Ancora diversa la vicenda della ricezione dei temi del socialismo
liberale, vittima anche recentemente di una serie di equivoci che affondano nel
tempo le proprie radici. Gaetano
Arfè amava raccontare che nella notte successiva alla conclusione del congresso
socialista di Venezia del 1957 (che vide, dopo il XX congresso e l’invasione
sovietica dell’Ungheria, la vittoria della svolta autonomistica, in minoranza
però negli organi dirigenti del partito), Nenni, amareggiato e stanco, si
lasciò andare all’onda dei ricordi parlandogli a lungo di Rosselli ed
esprimendo il rincrescimento, senza sottacere le proprie responsabilità, che i
socialisti avessero lasciato cadere l’eredità rosselliana. Osservava inoltre,
continuava Arfè, che tra le cause minori ma non trascurabili di questo fatto
c’era anche quella che Rosselli, intitolando al socialismo liberale la sua
opera più nota, aveva fatto una scelta poco felice, perché per molti socialisti
che non avevano letto il libro, ma ne conoscevano il titolo, quella espressione
stava a significare un socialismo ibrido, accomodante, annacquato, il
“socialismo che si contenta”, come Salvemini definiva il socialismo di Ivanoe
Bonomi.
In
realtà, quello di Rosselli è tutt’altro che un socialismo accomodante o
annacquato.
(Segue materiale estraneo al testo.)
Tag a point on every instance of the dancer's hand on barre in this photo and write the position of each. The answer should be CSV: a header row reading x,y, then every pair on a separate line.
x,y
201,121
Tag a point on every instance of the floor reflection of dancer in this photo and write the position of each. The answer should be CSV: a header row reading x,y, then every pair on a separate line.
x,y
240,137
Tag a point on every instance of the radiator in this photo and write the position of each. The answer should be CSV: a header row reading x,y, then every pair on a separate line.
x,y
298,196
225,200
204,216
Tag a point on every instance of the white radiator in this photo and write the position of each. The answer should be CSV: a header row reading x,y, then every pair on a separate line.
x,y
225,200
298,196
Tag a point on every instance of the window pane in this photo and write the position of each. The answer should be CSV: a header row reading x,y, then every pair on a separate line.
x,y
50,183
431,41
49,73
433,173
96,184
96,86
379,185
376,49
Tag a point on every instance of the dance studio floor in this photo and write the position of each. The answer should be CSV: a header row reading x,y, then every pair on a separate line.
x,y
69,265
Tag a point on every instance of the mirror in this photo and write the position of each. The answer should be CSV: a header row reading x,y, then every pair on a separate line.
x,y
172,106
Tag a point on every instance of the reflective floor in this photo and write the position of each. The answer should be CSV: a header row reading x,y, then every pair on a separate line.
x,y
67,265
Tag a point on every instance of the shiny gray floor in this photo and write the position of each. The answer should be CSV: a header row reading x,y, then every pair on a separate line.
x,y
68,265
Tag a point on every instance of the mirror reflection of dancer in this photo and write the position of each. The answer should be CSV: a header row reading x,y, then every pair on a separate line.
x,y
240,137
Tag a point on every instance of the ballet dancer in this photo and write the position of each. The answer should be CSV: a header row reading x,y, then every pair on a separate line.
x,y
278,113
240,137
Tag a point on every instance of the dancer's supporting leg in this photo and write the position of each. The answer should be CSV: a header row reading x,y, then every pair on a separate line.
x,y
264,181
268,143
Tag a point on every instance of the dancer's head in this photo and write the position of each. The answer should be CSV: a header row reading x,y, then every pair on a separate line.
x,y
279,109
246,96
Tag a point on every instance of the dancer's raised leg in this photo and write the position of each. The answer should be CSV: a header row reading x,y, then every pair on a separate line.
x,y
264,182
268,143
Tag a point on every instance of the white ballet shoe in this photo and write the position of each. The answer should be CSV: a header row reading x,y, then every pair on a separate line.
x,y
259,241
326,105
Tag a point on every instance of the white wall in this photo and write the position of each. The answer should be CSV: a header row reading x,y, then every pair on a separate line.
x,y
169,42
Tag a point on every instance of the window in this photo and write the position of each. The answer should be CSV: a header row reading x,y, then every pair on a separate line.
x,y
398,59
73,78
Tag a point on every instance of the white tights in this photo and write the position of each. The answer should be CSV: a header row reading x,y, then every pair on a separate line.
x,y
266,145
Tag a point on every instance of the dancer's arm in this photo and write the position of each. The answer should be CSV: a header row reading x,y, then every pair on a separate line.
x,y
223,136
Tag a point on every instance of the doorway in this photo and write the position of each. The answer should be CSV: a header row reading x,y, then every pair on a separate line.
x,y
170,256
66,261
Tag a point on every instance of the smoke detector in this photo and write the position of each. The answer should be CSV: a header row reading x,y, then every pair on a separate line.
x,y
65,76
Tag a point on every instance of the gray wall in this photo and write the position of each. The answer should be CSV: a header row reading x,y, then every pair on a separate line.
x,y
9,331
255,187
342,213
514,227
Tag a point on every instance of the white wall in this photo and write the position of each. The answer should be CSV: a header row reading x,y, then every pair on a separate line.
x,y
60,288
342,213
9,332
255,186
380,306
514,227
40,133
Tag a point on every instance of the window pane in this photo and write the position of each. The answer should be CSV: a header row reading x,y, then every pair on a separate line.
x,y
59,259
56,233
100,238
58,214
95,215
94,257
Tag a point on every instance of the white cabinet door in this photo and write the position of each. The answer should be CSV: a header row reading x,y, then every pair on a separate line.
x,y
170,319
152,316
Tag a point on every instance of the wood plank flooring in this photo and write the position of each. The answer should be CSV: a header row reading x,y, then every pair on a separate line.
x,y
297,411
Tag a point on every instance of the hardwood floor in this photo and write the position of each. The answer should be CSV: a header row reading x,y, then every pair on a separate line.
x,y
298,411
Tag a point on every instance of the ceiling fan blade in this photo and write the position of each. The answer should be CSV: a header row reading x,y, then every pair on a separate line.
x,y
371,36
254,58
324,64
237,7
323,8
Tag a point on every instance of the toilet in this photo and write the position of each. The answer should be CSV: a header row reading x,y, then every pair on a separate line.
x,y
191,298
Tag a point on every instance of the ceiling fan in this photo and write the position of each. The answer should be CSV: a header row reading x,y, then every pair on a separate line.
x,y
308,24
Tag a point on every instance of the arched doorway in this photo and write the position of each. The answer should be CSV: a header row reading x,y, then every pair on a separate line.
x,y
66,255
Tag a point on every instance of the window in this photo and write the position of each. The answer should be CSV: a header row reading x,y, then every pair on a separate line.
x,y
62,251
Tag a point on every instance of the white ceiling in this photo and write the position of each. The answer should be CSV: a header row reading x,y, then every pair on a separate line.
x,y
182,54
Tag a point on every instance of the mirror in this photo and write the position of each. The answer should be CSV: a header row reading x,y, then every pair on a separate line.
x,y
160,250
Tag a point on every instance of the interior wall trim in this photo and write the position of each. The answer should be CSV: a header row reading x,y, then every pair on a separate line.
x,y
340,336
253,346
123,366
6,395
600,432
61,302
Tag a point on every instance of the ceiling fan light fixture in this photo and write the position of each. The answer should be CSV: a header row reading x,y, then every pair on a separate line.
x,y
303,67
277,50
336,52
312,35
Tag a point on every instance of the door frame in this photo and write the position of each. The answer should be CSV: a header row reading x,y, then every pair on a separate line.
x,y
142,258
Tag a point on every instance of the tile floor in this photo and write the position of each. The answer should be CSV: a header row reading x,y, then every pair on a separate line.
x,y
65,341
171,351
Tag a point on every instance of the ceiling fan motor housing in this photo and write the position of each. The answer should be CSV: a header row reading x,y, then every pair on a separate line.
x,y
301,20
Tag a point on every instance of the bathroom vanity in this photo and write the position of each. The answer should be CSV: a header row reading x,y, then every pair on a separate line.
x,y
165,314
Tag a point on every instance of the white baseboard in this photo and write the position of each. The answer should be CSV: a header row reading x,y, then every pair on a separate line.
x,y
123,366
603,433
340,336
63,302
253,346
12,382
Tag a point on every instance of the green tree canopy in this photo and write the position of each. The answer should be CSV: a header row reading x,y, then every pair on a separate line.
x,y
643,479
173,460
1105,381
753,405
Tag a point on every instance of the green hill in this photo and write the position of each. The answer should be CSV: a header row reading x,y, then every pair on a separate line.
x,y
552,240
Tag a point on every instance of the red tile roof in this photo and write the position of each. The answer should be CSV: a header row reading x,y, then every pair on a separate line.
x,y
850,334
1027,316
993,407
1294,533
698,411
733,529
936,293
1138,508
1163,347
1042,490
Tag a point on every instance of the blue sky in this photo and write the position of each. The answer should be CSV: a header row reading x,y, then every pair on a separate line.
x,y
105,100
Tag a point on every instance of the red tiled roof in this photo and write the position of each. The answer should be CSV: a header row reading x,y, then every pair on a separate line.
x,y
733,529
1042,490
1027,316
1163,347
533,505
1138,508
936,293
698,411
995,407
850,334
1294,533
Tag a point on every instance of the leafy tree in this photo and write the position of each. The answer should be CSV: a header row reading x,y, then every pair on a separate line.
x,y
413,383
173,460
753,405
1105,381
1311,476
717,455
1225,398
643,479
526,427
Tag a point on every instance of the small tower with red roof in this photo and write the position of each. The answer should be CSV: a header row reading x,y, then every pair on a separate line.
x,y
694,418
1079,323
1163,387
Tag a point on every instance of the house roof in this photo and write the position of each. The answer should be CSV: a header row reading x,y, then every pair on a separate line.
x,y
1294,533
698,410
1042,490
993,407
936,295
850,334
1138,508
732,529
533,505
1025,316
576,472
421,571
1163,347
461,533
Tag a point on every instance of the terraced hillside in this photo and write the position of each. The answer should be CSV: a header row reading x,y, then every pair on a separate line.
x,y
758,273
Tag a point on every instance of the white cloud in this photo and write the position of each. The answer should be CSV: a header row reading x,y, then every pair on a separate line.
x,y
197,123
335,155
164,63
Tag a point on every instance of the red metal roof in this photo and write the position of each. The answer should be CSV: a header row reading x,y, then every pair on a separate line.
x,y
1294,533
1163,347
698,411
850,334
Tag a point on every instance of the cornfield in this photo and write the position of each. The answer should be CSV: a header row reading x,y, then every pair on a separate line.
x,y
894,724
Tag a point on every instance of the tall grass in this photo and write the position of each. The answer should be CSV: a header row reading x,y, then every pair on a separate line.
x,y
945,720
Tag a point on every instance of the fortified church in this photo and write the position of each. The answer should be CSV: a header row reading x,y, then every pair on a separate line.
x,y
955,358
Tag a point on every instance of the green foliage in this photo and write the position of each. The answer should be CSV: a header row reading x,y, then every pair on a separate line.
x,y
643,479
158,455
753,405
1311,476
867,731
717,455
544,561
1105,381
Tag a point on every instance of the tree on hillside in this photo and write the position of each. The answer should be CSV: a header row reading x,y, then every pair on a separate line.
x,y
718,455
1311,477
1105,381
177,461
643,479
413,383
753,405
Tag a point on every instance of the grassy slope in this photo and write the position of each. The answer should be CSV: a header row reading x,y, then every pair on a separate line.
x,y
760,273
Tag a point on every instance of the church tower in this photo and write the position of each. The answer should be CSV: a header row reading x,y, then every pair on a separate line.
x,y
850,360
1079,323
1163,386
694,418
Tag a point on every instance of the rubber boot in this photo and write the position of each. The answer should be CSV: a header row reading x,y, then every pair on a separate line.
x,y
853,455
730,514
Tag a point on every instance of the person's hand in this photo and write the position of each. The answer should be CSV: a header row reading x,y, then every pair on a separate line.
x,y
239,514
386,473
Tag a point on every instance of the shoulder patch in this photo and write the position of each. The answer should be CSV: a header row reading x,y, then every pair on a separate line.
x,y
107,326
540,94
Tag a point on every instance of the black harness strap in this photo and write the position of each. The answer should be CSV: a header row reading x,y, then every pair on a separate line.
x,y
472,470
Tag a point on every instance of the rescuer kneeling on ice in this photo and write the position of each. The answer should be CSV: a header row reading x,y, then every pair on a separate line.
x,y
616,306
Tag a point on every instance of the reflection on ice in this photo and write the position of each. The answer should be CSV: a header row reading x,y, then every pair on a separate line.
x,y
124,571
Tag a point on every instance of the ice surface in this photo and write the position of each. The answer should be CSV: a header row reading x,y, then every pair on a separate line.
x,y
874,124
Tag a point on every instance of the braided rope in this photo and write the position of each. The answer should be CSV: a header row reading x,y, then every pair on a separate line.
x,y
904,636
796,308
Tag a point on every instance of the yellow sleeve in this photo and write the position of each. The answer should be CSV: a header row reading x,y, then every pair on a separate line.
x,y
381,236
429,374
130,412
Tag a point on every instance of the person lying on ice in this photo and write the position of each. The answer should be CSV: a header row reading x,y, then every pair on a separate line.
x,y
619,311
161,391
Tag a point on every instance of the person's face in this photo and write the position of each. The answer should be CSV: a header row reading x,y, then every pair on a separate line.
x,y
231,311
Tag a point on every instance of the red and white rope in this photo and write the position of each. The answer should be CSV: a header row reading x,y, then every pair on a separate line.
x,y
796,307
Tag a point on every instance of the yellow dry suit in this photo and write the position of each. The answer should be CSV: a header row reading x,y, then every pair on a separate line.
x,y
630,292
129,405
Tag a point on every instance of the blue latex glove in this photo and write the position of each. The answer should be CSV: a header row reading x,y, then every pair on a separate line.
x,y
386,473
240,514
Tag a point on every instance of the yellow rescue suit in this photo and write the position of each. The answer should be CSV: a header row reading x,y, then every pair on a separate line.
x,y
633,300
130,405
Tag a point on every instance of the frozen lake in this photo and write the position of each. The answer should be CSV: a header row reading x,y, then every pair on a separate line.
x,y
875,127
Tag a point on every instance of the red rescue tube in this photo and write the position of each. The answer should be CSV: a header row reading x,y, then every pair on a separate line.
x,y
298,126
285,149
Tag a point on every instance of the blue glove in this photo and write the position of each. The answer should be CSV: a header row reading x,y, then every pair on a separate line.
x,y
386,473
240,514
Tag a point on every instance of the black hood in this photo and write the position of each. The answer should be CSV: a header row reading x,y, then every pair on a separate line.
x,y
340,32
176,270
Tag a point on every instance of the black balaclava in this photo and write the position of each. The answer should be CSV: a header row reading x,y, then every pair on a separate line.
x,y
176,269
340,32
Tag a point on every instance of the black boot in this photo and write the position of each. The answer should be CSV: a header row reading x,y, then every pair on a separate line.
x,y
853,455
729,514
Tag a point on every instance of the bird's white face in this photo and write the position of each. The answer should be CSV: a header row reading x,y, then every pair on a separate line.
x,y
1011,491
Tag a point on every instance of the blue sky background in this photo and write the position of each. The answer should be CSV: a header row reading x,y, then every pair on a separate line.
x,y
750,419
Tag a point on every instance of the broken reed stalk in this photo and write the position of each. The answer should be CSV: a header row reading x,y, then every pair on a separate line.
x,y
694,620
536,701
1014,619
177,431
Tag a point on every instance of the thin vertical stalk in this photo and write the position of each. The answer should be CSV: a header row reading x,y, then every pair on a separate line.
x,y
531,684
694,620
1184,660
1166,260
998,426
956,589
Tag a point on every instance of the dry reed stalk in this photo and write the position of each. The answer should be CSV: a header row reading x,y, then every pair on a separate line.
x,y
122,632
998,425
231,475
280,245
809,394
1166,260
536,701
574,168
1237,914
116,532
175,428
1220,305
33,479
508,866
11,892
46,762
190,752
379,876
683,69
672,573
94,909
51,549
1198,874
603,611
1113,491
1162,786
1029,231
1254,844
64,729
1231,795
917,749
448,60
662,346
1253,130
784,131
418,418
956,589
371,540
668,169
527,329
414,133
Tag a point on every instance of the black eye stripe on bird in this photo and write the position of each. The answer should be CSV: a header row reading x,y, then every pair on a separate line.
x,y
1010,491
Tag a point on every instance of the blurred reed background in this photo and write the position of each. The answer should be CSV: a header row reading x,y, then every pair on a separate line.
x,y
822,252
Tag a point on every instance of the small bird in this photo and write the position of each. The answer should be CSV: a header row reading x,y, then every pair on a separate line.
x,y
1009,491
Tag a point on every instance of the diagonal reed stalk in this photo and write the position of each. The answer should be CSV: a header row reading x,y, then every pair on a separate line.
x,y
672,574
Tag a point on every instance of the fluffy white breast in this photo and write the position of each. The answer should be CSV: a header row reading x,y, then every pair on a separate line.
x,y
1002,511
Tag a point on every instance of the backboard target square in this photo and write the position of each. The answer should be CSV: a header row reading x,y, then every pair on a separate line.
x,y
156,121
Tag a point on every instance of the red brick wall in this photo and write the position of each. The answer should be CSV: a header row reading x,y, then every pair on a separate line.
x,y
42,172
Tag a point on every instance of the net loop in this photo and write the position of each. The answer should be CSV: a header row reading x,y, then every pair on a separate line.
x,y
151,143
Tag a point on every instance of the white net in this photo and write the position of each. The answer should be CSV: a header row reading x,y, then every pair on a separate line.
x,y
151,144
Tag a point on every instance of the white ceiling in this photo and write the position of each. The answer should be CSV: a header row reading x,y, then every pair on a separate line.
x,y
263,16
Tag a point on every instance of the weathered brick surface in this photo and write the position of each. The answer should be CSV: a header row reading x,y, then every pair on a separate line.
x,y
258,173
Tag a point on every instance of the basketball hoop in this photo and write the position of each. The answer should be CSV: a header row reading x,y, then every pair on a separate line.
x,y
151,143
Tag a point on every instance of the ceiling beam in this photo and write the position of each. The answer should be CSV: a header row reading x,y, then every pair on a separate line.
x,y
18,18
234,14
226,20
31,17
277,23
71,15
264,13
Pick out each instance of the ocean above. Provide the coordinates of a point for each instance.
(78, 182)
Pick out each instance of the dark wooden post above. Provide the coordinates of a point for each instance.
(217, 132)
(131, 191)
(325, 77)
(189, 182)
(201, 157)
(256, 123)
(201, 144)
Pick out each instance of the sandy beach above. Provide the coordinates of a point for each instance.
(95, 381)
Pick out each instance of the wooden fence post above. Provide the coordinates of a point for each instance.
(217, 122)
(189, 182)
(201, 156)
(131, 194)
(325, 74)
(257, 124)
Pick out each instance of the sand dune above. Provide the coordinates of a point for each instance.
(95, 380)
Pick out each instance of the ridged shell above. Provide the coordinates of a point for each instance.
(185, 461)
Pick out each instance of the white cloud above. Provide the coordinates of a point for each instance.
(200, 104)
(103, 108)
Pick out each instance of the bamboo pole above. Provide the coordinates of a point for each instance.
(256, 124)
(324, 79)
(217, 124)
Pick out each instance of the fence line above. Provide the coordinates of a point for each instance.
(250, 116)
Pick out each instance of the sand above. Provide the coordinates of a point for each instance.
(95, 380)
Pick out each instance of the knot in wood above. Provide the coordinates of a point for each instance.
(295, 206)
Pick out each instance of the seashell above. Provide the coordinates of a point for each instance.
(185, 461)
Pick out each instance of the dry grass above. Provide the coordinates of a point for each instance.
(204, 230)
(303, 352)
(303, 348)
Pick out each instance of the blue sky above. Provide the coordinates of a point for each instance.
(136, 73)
È certamente un socialismo che non è calato dall’alto, ma che punta
sull’individuo e sulla autoeducazione, fortemente volontaristico e non deterministico,
ma sempre socialismo è, in cui la “libertà di” (fare, intraprendere, agire) è
fondamentale, nella coscienza però di quanto sia utopistico
«l’andar cianciando di morale, di autonomia spirituale, di doveri, di adesione
e rispetto al metodo democratico, a chi versa nella miseria e riesce a
malapena, con un lavoro logorante e abbruttente, a soddisfare i bisogni primari
della vita»: la libertà dal bisogno è quindi premessa altrettanto fondamentale,
una libertà che può essere conquistata anche attraverso esperimenti cooperativi
e di autogestione, nell’ottica di un socialismo moderno, cosciente della crisi
in cui versa la socialdemocrazia in Europa. Come lo stesso Rosselli chiariva a
Claudio Treves sulla “Libertà” del 22 gennaio 1931, la tesi centrale di Socialismo liberale «consiste nella
piena conciliazione tra socialismo e libertà e nella confutazione delle
pseudoposizioni liberali borghesi: pseudo appunto perché esterne allo sforzo di
emancipazione della classe lavoratrice».
Il
problema che si poneva a Rosselli (e che si pone tuttora a chiunque abbia a
cuore le sorti del socialismo) è dunque quello individuato da Norberto Bobbio
nella sua prefazione all’edizione einaudiana di Socialismo liberale: come riaffermare le irrinunciabili esigenze
dei principi fondamentali del liberalismo e della democrazia senza rinnegare il
socialismo come fine? Bobbio così rispondeva, con la sua tradizionale
chiarezza: «Il dibattito di questi anni ha confermato la sostanziale differenza
tra l'interpretazione rosselliana del socialismo liberale e quella più corrente
nel dibattito teorico-politico. Rosselli non si propone di trovare una
conciliazione tra due opposte dottrine o due prassi politiche: per lui il
socialismo, una volta liberato dall'involucro dottrinale, il marxismo, che
sinora lo aveva irrigidito in un sistema filosofico imposto e accettato
dogmaticamente, è la continuazione, il perfezionamento, l'ultima fase, del
processo di emancipazione dell'uomo, di cui il primo momento è rappresentato
dal pensiero liberale e dalla sua attuazione storica nel riconoscimento
pubblico dei diritti della persona avvenuto attraverso le rivoluzioni americane
e francesi: il liberalismo, per Rosselli, è quindi un metodo, il socialismo un
fine».
Il 29 marzo 1932 moriva a Parigi Filippo Turati. Rosselli ne
scrisse un Profilo che resta tuttora,
a 80 anni di distanza, uno degli scritti più lucidi sul leader del riformismo
italiano, da discepolo fedele che ne riconosceva i meriti storici e però ne
coglieva anche le incertezze e i limiti dell’opera, prima tra tutti la
sconfitta subìta dal fascismo anche per
l’incapacità di parlare alle nuove generazioni, con credibilità e parole vive.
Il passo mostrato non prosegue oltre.